Choose a location with ample walking opportunities
Francesca said: “Holidaying in Britain means you have access to mountains, forests and beaches all in relatively close proximity to one another. There’s something to suit all walking types and abilities giving you and your dog a wide variety of options for an active day out.”
Rachael commented: “Take plenty of things for them to do with you so that you can enjoy some chill time to yourself. Enrichment feeding toys can by covered in their favourite food during mealtimes so that you can eat in peace. Stakes are also essential so that you can be sure that your dog can’t run off. Ensure that you attach a secure long line to a harness and never a collar to prevent choking.”
Find pet-friendly businesses in the area
Francesca said: “Many local businesses in the UK are now much more accommodating to pets such as dogs so you might get lucky just stumbling into somewhere. However, it’s best to be prepared with prior research so you know what options you have.”
“If you plan on taking your dog with you to public places such as the pub, spend some time teaching your dog to stay on a mat led down for increased durations,” adds Rachael.

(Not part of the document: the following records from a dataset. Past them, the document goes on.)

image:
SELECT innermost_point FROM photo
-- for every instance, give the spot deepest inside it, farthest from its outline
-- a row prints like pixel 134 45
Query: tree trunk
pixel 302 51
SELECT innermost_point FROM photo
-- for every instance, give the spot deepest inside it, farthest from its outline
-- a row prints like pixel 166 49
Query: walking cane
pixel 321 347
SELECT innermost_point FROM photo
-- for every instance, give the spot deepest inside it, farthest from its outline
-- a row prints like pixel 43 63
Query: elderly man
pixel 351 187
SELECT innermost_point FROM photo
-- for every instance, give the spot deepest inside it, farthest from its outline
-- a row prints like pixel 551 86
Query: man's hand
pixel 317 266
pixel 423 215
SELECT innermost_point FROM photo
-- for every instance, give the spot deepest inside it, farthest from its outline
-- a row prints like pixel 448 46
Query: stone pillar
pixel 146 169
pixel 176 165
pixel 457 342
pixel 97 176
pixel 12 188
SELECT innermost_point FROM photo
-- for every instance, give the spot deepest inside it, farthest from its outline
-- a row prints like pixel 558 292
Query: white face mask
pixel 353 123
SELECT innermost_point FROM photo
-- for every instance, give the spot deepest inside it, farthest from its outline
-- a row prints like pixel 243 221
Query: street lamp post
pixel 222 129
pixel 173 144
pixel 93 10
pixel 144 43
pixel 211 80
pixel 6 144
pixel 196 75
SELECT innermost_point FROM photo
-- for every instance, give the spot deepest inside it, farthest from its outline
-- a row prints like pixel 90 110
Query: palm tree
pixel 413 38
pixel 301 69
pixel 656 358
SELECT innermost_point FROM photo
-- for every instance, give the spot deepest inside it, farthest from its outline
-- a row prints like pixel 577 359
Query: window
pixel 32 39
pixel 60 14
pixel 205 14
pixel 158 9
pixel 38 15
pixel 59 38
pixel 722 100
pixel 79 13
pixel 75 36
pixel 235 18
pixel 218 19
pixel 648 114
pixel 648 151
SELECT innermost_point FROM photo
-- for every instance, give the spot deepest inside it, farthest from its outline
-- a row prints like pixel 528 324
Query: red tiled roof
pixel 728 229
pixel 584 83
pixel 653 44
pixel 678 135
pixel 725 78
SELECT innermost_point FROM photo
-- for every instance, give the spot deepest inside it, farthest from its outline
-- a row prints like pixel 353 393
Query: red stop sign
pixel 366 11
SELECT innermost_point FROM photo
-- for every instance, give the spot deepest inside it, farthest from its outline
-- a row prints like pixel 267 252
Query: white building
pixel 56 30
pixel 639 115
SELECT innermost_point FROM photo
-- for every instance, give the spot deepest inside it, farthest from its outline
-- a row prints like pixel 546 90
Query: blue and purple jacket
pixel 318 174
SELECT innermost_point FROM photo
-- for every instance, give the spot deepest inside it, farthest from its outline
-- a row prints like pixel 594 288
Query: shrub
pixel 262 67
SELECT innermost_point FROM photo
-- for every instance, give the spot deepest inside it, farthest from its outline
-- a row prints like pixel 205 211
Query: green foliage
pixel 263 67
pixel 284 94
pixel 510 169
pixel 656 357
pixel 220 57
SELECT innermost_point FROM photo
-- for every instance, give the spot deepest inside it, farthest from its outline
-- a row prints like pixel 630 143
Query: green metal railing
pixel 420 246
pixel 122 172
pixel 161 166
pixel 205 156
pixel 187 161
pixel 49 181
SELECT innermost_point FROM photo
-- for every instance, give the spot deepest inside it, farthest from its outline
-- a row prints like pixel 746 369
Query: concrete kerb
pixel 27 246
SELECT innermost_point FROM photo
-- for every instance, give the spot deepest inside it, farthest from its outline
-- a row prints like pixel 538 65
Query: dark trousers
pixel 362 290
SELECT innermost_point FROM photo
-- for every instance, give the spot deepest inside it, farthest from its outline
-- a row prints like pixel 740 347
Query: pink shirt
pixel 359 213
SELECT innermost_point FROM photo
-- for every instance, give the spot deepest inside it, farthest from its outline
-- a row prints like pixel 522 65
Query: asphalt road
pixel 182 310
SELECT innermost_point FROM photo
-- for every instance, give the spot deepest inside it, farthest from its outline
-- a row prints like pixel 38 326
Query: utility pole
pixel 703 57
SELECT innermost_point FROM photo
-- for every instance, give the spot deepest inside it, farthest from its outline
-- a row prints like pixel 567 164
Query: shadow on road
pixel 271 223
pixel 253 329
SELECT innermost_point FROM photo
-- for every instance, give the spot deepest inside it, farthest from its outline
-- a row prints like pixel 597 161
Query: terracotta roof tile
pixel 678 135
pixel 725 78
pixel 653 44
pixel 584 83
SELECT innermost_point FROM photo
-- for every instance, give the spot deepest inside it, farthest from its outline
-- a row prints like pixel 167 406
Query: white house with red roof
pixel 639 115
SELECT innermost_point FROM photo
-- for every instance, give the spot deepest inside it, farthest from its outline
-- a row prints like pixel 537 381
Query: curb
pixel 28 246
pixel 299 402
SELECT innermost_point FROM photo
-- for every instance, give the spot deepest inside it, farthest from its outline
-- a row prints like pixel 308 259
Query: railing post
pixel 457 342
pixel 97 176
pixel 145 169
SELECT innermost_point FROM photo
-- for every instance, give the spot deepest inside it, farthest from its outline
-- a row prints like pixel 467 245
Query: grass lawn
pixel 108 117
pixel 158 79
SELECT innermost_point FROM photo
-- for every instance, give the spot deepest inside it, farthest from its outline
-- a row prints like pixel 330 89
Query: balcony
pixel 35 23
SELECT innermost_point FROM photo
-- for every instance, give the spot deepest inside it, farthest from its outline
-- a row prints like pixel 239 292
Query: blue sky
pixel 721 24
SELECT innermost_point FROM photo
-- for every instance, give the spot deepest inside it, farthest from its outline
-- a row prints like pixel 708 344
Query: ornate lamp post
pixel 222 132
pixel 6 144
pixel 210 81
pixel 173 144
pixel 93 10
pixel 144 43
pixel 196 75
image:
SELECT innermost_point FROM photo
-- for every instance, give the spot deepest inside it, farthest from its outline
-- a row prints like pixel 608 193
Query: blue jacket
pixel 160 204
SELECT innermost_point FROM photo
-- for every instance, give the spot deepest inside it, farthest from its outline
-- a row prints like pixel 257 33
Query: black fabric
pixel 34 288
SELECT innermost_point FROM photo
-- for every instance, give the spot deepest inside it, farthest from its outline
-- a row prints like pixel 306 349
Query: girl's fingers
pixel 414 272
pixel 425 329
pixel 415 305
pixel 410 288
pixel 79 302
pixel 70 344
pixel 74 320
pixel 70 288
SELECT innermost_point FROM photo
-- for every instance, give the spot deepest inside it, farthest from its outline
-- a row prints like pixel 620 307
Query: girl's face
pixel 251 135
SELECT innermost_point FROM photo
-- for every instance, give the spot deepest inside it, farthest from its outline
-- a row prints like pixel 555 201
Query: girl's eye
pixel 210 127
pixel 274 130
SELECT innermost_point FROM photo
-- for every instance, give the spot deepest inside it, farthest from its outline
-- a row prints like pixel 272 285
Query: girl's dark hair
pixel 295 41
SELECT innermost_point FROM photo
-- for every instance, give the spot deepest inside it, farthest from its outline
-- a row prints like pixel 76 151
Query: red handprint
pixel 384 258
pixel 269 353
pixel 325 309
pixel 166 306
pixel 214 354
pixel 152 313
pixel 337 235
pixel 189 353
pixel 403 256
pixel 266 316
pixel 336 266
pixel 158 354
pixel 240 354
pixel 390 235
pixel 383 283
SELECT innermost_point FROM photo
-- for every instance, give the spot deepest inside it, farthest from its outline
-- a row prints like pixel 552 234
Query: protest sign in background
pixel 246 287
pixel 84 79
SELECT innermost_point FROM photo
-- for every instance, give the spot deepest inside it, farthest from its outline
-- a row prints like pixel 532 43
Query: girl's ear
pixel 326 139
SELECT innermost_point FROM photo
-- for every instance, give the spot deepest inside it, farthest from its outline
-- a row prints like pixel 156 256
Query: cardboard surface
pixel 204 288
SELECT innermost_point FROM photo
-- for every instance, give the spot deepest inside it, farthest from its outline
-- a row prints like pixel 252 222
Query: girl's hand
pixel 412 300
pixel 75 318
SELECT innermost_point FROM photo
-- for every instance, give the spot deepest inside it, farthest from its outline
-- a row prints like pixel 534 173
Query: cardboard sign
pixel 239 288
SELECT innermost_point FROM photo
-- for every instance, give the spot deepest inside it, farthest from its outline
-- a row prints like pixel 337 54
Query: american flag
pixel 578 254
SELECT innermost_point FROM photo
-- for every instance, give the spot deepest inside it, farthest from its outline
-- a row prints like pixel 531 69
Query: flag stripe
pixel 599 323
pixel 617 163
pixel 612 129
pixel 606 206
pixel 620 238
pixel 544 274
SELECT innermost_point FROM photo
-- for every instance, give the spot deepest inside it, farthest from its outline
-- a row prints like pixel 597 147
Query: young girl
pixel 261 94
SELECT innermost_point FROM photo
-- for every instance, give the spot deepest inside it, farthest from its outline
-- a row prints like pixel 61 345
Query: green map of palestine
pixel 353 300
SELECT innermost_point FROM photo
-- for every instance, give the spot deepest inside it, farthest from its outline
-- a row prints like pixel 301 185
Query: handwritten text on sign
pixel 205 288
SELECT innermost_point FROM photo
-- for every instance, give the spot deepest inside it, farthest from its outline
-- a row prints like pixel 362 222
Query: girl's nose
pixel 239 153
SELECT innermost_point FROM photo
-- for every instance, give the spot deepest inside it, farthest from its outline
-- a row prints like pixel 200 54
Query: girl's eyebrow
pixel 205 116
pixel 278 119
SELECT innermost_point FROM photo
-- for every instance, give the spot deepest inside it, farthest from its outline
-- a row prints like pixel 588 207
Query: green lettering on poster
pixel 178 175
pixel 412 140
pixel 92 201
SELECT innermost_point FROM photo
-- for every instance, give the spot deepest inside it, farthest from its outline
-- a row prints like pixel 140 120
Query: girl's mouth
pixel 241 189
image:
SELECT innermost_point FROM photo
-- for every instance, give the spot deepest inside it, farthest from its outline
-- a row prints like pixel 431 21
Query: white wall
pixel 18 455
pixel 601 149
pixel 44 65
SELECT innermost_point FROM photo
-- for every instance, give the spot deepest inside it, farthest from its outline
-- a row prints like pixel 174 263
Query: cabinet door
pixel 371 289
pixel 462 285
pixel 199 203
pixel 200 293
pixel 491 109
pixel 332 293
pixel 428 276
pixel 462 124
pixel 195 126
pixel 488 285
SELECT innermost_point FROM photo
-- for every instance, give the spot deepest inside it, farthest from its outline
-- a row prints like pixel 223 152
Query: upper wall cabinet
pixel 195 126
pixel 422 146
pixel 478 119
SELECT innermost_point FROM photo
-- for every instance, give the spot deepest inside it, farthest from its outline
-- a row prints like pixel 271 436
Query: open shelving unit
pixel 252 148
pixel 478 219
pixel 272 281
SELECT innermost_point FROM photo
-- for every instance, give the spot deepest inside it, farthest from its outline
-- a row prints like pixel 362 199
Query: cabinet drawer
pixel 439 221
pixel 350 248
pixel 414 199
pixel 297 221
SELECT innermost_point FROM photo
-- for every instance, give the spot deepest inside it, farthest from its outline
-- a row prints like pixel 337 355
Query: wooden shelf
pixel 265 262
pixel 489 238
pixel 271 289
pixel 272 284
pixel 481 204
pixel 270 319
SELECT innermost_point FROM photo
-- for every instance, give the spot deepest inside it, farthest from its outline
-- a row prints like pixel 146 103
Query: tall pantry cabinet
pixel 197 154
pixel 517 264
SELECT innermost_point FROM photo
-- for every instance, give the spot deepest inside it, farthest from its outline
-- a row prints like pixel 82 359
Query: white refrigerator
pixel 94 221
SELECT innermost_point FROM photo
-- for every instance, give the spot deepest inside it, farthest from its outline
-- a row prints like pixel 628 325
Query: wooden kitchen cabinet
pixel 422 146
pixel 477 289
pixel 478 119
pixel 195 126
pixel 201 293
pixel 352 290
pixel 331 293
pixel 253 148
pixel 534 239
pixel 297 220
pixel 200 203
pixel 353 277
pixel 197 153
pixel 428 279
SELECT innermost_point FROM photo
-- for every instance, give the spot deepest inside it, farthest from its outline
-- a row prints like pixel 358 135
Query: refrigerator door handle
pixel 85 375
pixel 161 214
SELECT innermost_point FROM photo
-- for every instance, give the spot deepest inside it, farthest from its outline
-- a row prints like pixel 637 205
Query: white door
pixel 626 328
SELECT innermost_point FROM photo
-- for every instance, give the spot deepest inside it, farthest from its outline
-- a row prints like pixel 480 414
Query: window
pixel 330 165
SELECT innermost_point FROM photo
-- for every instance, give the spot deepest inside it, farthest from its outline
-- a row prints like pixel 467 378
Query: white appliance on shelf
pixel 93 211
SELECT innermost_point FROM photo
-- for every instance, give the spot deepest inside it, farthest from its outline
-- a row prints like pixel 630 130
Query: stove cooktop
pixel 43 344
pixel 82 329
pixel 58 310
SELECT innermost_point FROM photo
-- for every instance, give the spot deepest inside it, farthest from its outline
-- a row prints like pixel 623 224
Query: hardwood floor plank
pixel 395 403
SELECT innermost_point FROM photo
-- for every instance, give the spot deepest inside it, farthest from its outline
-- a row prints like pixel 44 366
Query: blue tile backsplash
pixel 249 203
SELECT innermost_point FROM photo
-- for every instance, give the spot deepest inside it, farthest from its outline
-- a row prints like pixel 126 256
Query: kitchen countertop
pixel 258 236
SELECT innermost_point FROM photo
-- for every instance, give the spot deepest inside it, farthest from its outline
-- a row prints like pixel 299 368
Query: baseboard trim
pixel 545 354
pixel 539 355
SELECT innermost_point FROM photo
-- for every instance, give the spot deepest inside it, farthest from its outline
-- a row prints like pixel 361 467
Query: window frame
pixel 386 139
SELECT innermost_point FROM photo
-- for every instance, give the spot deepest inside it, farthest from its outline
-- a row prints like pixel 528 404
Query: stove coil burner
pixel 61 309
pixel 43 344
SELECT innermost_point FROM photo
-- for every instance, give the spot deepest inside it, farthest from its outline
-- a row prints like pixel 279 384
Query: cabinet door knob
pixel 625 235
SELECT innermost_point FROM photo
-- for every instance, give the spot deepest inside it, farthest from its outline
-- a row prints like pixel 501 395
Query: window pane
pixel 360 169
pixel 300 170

“You can give them a chew or a Kong while they are on their mat to encourage longer periods of relaxing. Eventually as soon as the mat comes out your dog’s go to reaction will be to go and lie on it. This means you can then roll your mat up and take it to the beach, pub or wherever you would like your dog to relax. Remember to regularly give them a treat for being on the mat, otherwise they will just get up.”
Consider travel time
Francesca said: “When picking your dog-friendly holiday location, take into consideration the time it will take to get there. Dogs can get restless when in confined spaces for too long, such as a car”
“Some light research will show that you don’t need to drive for hours to find somewhere fit for a holiday. Look at areas closer to home and allow yourself to be surprised at what might be on your doorstep. The closer the holiday location, the less time you and your dog have to spend travelling, meaning you can start enjoying your break much sooner and help alleviate the stress of a long journey.”
Rachael added: “Crate training your dog can be beneficial to give them a safe space when travelling. Start your training in your house by adding lots of treats into the car crate, allowing your dog to explore at their own pace. Then once they are reliably running into it you can move it to the car. Initially, don’t go for a drive and just spend a few sessions getting your dog used to being in the crate in a stationary vehicle.”